The core inspiration for the Northwest Campus project was the Edmonton Police Service’s (EPS) decision to integrate, for the first time, previously dispersed functions in a single, community-focused facility. The intent of the design was both to provide EPS with the infrastructure it needs to deliver its mission and to physically express and advance the core values of EPS – integrity, accountability, respect, innovation, courage and community. The building’s dynamic, organic form and spatially interconnected organization capitalize on an unprecedented opportunity to infrastructurally support EPS in building strong relationships among previously disparate internal functions, while creating a dynamic yet welcoming and secure interface with the wider community.
The building is located on the northwest edge of Edmonton, Canada, adjacent a ring highway encircling the city. The facility was conceived as a civic focal point, physically expressing EPS’s forward-thinking values by creating positive relationships within a new community and shaping connections beyond. The architecture creates a transparent and welcoming public front, a dynamic gateway into the city from the north, an animated streetface for new public roads, and a visible relationship to the adjacent highway and city beyond. In contrast to the typical North American siting of police buildings behind large parking lots, the building mass was shifted to the street edge, creating an urban and accessible frontage while allowing the building to integrally frame a large secure court.

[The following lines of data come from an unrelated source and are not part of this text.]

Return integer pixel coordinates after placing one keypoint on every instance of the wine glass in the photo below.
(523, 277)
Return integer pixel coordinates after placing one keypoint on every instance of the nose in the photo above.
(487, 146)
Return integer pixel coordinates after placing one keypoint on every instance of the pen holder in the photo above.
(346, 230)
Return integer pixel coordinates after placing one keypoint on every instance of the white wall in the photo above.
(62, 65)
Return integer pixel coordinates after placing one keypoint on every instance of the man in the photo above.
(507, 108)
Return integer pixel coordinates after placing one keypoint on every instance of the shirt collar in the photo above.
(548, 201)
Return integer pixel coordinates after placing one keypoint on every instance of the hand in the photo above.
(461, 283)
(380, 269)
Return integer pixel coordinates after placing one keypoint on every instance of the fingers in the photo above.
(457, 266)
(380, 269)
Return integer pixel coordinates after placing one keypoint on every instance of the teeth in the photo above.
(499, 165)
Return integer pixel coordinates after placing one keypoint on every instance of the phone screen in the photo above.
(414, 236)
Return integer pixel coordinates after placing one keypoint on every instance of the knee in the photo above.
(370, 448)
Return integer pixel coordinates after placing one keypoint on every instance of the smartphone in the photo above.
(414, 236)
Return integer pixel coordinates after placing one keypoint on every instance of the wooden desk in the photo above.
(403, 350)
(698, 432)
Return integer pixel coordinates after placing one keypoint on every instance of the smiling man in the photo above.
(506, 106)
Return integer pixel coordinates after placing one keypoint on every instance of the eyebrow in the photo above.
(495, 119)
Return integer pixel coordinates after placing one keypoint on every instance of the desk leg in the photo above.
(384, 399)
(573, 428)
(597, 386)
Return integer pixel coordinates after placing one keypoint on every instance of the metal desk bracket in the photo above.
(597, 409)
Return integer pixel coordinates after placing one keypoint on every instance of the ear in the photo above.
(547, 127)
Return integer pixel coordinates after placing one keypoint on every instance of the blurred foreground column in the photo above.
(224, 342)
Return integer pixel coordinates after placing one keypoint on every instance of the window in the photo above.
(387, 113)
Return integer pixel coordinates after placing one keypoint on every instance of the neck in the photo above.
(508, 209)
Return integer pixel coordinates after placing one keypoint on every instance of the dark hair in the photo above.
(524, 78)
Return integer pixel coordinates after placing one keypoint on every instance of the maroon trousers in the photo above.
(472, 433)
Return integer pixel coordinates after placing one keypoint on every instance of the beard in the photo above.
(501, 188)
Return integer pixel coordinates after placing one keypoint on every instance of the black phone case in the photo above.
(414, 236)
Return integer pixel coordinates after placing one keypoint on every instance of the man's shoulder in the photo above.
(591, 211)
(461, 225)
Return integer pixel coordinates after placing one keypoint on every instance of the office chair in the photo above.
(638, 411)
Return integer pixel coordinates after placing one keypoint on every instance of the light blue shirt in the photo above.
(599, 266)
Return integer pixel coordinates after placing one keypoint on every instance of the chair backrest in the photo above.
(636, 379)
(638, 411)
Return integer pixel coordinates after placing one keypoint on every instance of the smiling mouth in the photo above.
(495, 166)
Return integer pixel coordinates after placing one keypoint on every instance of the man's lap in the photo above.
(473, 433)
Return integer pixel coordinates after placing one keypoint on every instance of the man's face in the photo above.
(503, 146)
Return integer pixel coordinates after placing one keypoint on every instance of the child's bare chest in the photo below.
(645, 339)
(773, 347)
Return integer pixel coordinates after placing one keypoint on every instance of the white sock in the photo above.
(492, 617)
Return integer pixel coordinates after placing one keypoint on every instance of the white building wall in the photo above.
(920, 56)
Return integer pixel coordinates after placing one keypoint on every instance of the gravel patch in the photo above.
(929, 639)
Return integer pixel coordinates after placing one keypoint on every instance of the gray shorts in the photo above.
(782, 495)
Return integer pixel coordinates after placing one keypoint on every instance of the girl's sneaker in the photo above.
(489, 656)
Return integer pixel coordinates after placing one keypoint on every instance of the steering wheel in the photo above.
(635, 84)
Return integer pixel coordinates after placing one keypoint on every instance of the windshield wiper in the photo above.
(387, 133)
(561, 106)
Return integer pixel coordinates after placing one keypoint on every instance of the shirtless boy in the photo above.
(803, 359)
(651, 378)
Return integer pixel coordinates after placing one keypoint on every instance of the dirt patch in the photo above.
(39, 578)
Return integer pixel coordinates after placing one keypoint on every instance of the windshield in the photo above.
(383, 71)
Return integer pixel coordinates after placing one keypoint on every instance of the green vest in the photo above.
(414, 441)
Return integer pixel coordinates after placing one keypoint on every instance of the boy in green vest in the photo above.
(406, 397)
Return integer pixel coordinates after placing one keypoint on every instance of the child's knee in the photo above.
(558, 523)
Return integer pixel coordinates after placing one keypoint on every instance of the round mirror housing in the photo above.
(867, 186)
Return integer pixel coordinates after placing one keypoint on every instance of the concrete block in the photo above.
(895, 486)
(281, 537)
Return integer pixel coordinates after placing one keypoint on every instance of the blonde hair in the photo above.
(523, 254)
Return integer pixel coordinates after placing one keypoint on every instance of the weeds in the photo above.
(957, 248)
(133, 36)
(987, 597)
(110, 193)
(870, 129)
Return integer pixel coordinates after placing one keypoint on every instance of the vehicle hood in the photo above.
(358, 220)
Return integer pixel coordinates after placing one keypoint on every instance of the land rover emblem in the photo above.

Both environmental and social sustainability were foundational drivers of the design. Geared toward energy efficiency in a cold climate, the building is detailed with a high-performance rainscreen assembly featuring continuous outboard insulation and a distinctive standing seam metal cladding on thermally broken clips. High-performance curtain wall and HVAC systems complement the envelope strategy. Maximizing the facility’s beneficial impact on the wellbeing of both EPS’ members and recruits as well as members of the community required careful and creative spacing planning to create bright and welcoming spaces while balancing rigorous security requirements.
The project establishes a multi-function campus for the Edmonton Police Service (EPS) and presents a formal alternative to traditional police facility design. The facility collocates several of EPS’s key functions for the first time including: recruit and employee training for the entire Service, including classroom, training, simulation and administrative space; EPS’s information and records processing and management functions; a 60-cell temporary detention facility processing all initial arrests in the city; and a new local division station serving the northwest quadrant of the city, including a planned new surrounding neighbourhood. The core urban design and spacing planning challenge was to create a welcoming public face and workspace while hosting a variety of sensitive programs requiring high degrees of physical security – including an exterior court to accommodate police vehicles and detainee transport vehicle arrivals. Inside, a double-height circulation spine creates a welcoming public lobby and open connections among the key staff programs in the building – actively encouraging interaction and collaboration among Service members. Material choices and planning balance the need for privacy and security while maintaining a bright, collaborative work environment and community interface. Building siting was used as the primary means of establishing a secure perimeter, minimizing the need for unwelcoming secure fencing and other barriers.
Teeple's design process focuses on establishing a dialogue between designers, clients, and consultants. For EPS, they worked diligently to understand and incorporate the City of Edmonton's and Edmonton Police Service's wishes into their design. They reflected both our needs and our aspirations into the design.
Teeple Architects (Design Architect) shapes buildings through an open, collaborative process rooted in curiosity and pragmatic optimism. Founded in 1989 in Toronto, Canada, the firm has built a reputation for design excellence and leadership through a broad range of acclaimed institutional, commercial and residential projects. The practice integrates sustainability and technical expertise with formal exploration to create buildings that embody and activate the dynamism of the communities they serve. The firm’s work has been recognized internationally and nationally, including six Governor General’s Medals for Architecture (Canada’s highest architectural honour), six AIA awards, a Holcim Award for sustainable innovation, and four Innovation in LEED® Awards, and have been recognized by The Plan Awards three times.